Image de droite, mésange avec un gobemouche mort. A gauche, graphique présentant le taux de mortalité si la nidification des mésanges sur une année se chevauche avec l’arrivée des gobemouches (Jelmer Samplonius /Université de Groningen)
En fait, il y a toujours eu une certaine compétition entre les deux espèces pour les espaces de nidification. Les gobemouches sont plus agiles et dérangent les mésanges plus lourdes pendant le processus de construction du nid. La mésange ennuyée peut abandonne son nid et partir pour trouver une nouvelle place ailleurs, laissant le gobemouche triomphant. Les chercheurs voulaient savoir si le changement climatique avait un effet sur la concurrence entre les deux espèces.
Au cours des 10 dernières années, ils ont observé les tendances et ils ont constaté qu’une météo plus chaude plus tôt signifiait que les premières feuilles apparaissaient plus tôt sur les arbres et les chenilles amatrices de feuilles apparaissaient donc aussi plus tôt. Depuis que les mésanges ont le temps de pondre leurs œufs aux alentours du pic de présence des chenilles (parce que la nourriture est abondante), cela signifie qu’elles pondent leurs œufs plus tôt aussi.
Les gobemouches migrent également plus tôt, mais cela ne semble pas causer de conflit majeur. Il convient également de noter que les oiseaux migrateurs ne s’adaptent pas aussi rapidement aux changements de température régionaux, de sorte que le nombre de gobemouches est à peu près le même.

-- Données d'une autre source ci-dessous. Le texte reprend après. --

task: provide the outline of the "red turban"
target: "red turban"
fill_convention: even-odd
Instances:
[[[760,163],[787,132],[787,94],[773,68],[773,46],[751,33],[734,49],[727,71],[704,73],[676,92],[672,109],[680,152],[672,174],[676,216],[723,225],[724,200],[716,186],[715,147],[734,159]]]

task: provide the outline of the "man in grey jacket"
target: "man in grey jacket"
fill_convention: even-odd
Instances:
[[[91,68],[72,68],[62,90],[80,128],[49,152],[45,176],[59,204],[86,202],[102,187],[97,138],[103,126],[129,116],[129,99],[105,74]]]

Le problème se pose pour deux raisons. Tout d’abord, parce que le temps est globalement plus doux en raison du changement climatique, un plus grand nombre de mésanges survivent à l’hiver européen ce qui, bien sûr, signifie une plus grande concurrence pour les espaces de nidification au printemps. Et si un printemps est alors plus froid que la nouvelle moyenne, les mésanges construisent leurs nids plus tard. Vous obtenez ainsi un plus grand nombre de mésanges avec des besoins de nidification qui se chevauchent, ce qui provoque d’énormes conflits avec les gobemouches.
Jusqu’à présent, le problème n’a pas eu d’effet considérable sur les populations animales, du moins pas encore.
Selon Samplonius :
Il est intéressant de noter que nous n’avons pas observé d’effet sur l’ensemble de la population de gobemouche d’environ 300 couples reproducteurs dans notre étude. Nous avons remarqué que les mâles tués étaient généralement ceux qui arrivaient tard dans la saison. Ces oiseaux tardifs ne trouvent souvent pas de femelles avec qui se reproduire, ce qui peut expliquer pourquoi ce comportement n’a pas d’impact sur la population.

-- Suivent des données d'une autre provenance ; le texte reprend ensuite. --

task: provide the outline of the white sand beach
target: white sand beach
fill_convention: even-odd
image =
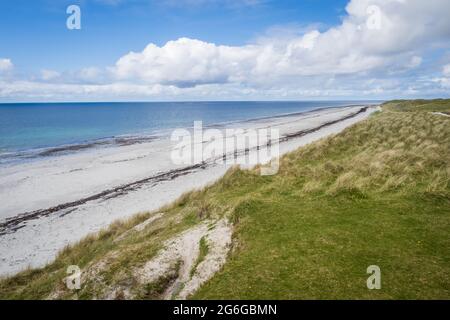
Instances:
[[[338,133],[377,108],[328,108],[233,126],[279,129],[285,138],[279,145],[282,155]],[[0,275],[43,266],[67,244],[117,219],[156,210],[214,182],[230,167],[175,165],[174,145],[162,138],[0,167]]]

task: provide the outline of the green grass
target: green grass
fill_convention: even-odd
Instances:
[[[435,100],[394,100],[385,104],[385,108],[402,112],[450,112],[448,99]]]
[[[450,112],[450,100],[386,103],[383,112],[285,155],[274,176],[230,170],[162,208],[163,218],[142,232],[114,241],[149,214],[66,248],[43,269],[0,281],[0,298],[101,298],[122,284],[154,298],[172,279],[139,287],[129,270],[166,239],[227,216],[233,249],[192,298],[450,299],[450,119],[432,111]],[[199,245],[202,259],[207,246]],[[89,275],[76,294],[62,283],[70,264]],[[381,268],[381,290],[366,287],[369,265]]]
[[[199,254],[197,257],[197,260],[195,261],[194,265],[192,266],[192,269],[190,271],[190,276],[192,278],[192,276],[195,274],[195,271],[197,270],[198,265],[205,260],[205,257],[208,255],[209,252],[209,246],[208,243],[206,243],[206,239],[205,237],[202,237],[200,239],[200,243],[199,243]]]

Mais le comportement des deux oiseaux a changé à cause du changement climatique, et à mesure que les températures continueront d’augmenter, la tendance va probablement s’aggraver. Actuellement, le fait que les mâles gobemouches non reproducteurs arrivant tardivement et qui ne se reproduisent pas sont principalement affectés sert de zone tampon pour protéger la population, mais cette zone tampon pourrait être de courte durée.
Selon les chercheurs :
Nous nous attendons à ce que, si les zones tampons diminuent, les conséquences de la compétition interespèces sur les populations puissent devenir apparentes, surtout après des hivers chauds et doux pour les espèces résidentes.
L’étude publiée dans Current Biology : Climate Change May Affect Fatal Competition between Two Bird Species et présentée sur le site de l’université de Groningue : Climate change intensifies war of the birds.